Qui sont-ils ? Nul ne peut le dire – et encore moins Lador qui se fend pourtant d’un propos liminaire alléchant, tout en échos et jeux de mots :

« Vous ne trouverez pas sur internet mention de cette ONG improbable qui a pour nom Chevaux sauveurs. Parfois le sauvage peut sauver. Vous lirez ici dix récits d’intervention discrète et pas toujours efficace de ces créatures enchantées qui semblent être originaires du Pays d’En-Haut, contrée mystérieuse dont on sait qu’elle fut de tout temps féconde en inventions et en solutions, en contes et en mythes, de ceux que réclame un environnement montagnard à la fois généreux et cruel, à l’image de notre monde. »

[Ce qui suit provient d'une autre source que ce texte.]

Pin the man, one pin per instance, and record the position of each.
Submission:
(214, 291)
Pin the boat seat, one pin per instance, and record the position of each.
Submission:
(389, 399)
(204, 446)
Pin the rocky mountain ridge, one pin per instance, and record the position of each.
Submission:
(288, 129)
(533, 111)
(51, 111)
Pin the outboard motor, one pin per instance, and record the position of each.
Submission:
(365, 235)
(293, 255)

Le Pays d’En-Haut – autrement dit, les Préalpes vaudoises, dont le texte de Lador porte les traces : que ses personnages soient coincés dans un téléphérique montagnard ou plus en aval, sur les ponts de Lausanne. Dans la nouvelle « Les chevaux errants du Pays d’En-Haut », Lador éclaire comiquement l’origine étrange de ces chevaux vaudois :

« Il y avait une fois des chevaux blancs qui vivaient librement parmi les hommes. Une fée des Alpes, Viviane, les avait bannis après qu’ils eurent été irrespectueux à son égard, laissant leur crottin sur son gazon enchanté et jusqu’à ce qu’ils aient réparé cette offense en sauvant mille vies humaines. »

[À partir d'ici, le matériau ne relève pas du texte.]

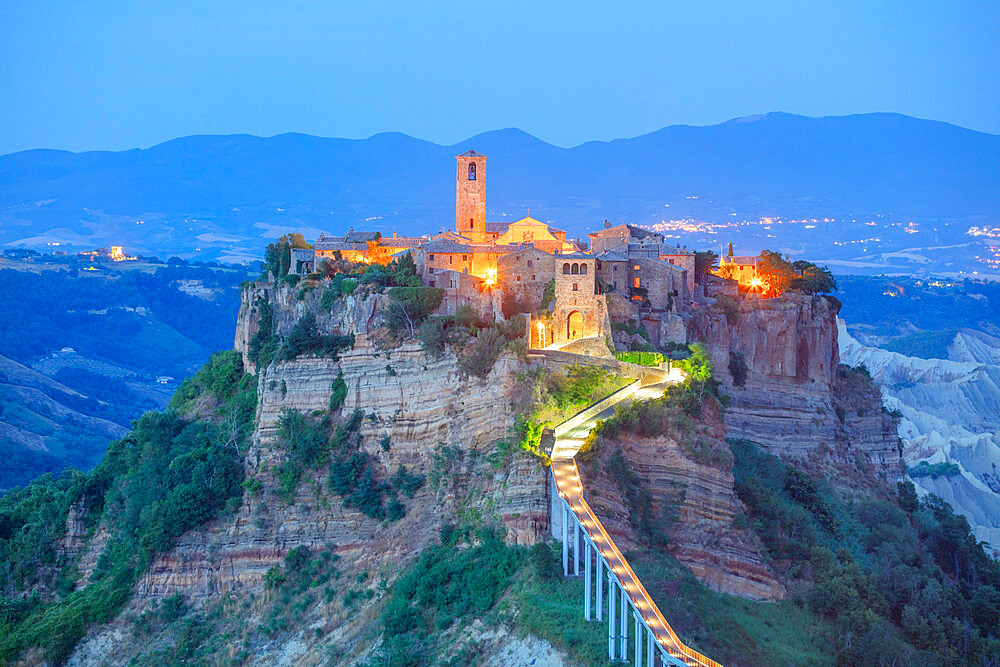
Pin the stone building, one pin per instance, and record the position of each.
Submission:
(578, 310)
(612, 237)
(523, 275)
(741, 268)
(470, 196)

11.04 - 13h - Chevaux Sauveurs

On reconnaît bien là le mauvais caractère des fées et la tête de linotte des canassons… Résumer Les chevaux sauveurs est quasiment impossible, les nouvelles se suivant sans se ressembler. On croisera, au hasard, des ramasseurs de signes amoureux de cygnes, un accoucheur conducteur de cabines téléphériques, un randonneur distrait et philosophe, une sorcière blanche et des nains de jardin, un urbaniste luttant contre le suicide et bien d’autres encore. Alambiqué, le style de Lador est ardu à la première lecture : longues phrases à incises, émaillées de jeux de mots et d’échos ; digressions flânant à la manière de la pensée de Montaigne ; longues réflexions noyant l’intrigue dans la vague des phrases… et pourtant, la poésie est là. Pour peu qu’on ouvre l’œil et qu’on se laisse porter par le flot. Ainsi :

« Je savais, pour avoir parcouru un an le Népal et l’Inde accompagné de ma trompe tibétaine que j’avais échangée contre mon cor des alpes en fibre de carbone et qui me permettait de vivre en jouant dans les villages, parcouru deux ans durant les Andes et passé un an dans les Chiapas sur les traces du mystérieux B. Traven, l’auteur du Trésor de la Sierra Madre, et avoir un peu frotté et tanné ma peau blanche au cuir des rosses efflanquées et aux rudes mâchoires, aux trompes perfides ou aux ardillons revêches d’insectes innommables, que pour la plupart des humains le progrès signifiait le passage de la maison de branches, de torchis ou de terre plus ou moins cuite à l’abri de vieille tôle ou de matières plastiques diverses, issues d’anciens artefacts, conteneurs ou tonneaux, sans qu’ils voulussent vraiment être disciples de Diogène, mais au contraire par grégarisme, pour ne pas manquer le coche aérien de la modernité, par fol espoir de se rapprocher du miroir aux alouettes argentées et caressant le rêve que leur fils serait la nouvelle star du foot mondial et qu’il arroserait le quartier d’une pluie d’or ou qu’au moins sa sœur, celle qu’ils n’avaient pas étranglée, ni avortée, serait la femme d’un chef de ce qu’on nomme la maffia [sic] locale et pisserait des pépites. Chacun veut le meilleur pour ses enfants et espère qu’ils seront meilleurs avec leurs parents qu’eux-mêmes n’ont été avec les leurs. »

Sans sérieux mais avec un brio, un côté décalé toujours surprenant, oscillant entre comique et tragique, Lador prend le lecteur qui l’accepte par la main et l’emmène dans les verts pâturages de ses petits chevaux. Sauveurs ou sauvages, on ne sait pas trop.

Référence : Pierre Yves Lador, Les chevaux sauveurs, Lausanne, Éditions Hélice Hélas, 2015.